Yeah we need to deal with big stalls somehow. As some extra context, this was meant for getting an understanding of our CPU usage on pages where we are already hitting 60Hz, so there shouldn't be big stalls. It's also meant for tracking progress over time and not necessarily closing the tree just yet. However it should still handle stalls as that will make the result incorrect like you say. I think choosing the correct time span during a 60Hz gesture, and normalizing by frames-produced might work. Alternatively we could hand-pick traces and normalize by very specific action counts.
2. it does not feel comfy to average %-ages, and then to average them more with results acquired from different inputs. This makes it very hard to perform any meaningful interpretation of the numbers. For example, huge relative changes in small numbers won't affect the averages much. Geomean is preferred on absolute numbers, imho.
It sounds like you want to focus on relative time changes, but I think the opposite is true. A 1000% improvement in something that takes 0.01ms doesn't help us much.
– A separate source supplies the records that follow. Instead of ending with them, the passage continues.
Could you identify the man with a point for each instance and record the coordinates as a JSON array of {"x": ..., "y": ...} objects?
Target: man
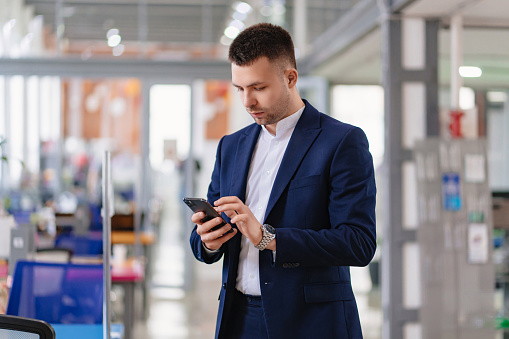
[{"x": 298, "y": 189}]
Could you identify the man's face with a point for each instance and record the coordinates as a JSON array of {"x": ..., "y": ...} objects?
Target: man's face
[{"x": 263, "y": 90}]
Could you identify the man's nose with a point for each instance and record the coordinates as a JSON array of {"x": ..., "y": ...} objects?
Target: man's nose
[{"x": 249, "y": 99}]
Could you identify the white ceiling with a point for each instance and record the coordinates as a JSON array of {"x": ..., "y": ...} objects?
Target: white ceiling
[{"x": 485, "y": 44}]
This test is meant to keep us honest that such relative changes make a real-world impact in absolute terms.
If we are at 1.2 cores of fast-path CPU time while hitting 60Hz today, and we are at 0.6 cores of fast-path CPU time while still hitting 60Hz in the future, I think that would be easy enough to interpret, at a minimum.
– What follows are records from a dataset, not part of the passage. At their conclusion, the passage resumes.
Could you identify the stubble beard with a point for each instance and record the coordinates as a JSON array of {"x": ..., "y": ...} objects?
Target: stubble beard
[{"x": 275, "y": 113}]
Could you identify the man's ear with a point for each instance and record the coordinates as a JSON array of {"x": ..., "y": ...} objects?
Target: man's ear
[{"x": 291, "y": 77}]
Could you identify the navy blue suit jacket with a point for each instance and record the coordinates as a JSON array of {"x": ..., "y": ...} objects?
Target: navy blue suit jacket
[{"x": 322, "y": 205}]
3. each time results from 5 experiments have a standard deviation of about 25%, for example:What can we conclude by observing that averaged results are more "stable" (i.e. less variability)? Probably not much. If we repeatedly observe averaged results improve by 10% with a change X while there was stddev of 25% before averaging? Probably we can conclude that we improved the metric, but it immediately raises questions like "do we observe noise because perf-testing conditions change for each run? what if they change identically each time when run on a bot? what if these conditions are not representative to what users observe?"
I think the 25% variance you are seeing is in clock-time not CPU-time. Clock-time includes time when the CPU is descheduled at varies widely due to blocking calls etc. The variance for the same page in CPU-time is usually pretty small. There is also some variance from some pages having strange stalls.
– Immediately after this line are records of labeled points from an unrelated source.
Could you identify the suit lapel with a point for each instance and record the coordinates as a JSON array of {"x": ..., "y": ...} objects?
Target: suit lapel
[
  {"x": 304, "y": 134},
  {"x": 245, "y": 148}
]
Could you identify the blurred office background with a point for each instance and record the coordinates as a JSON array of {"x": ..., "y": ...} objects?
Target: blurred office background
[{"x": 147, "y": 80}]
I was starting to consider some of the ideas in this thread (in terms of how to not increase binary size but still get this big perf boost).If one of the gyp solutions is implemented, then I think the above benchmark would be a good one to measure the final outcome, since it covers _everything_ required to get a frame on the screen during accelerated gestures. Conversely it's probably a bit noisier than some micro-benchmarks.I'd like to look at this too. I think we should also look at PLT and smoothness benchmarks. If we can make significant improvements on them, i.e. on what users directly observe, that'd be pretty exciting, right?
The smoothness benchmarks cap at 60Hz, so there is a possibility that a large improvement won't show up there.
However, the difference will still be directly observed by users in their battery life, and better blink performance, if our fast-path scales below 16ms.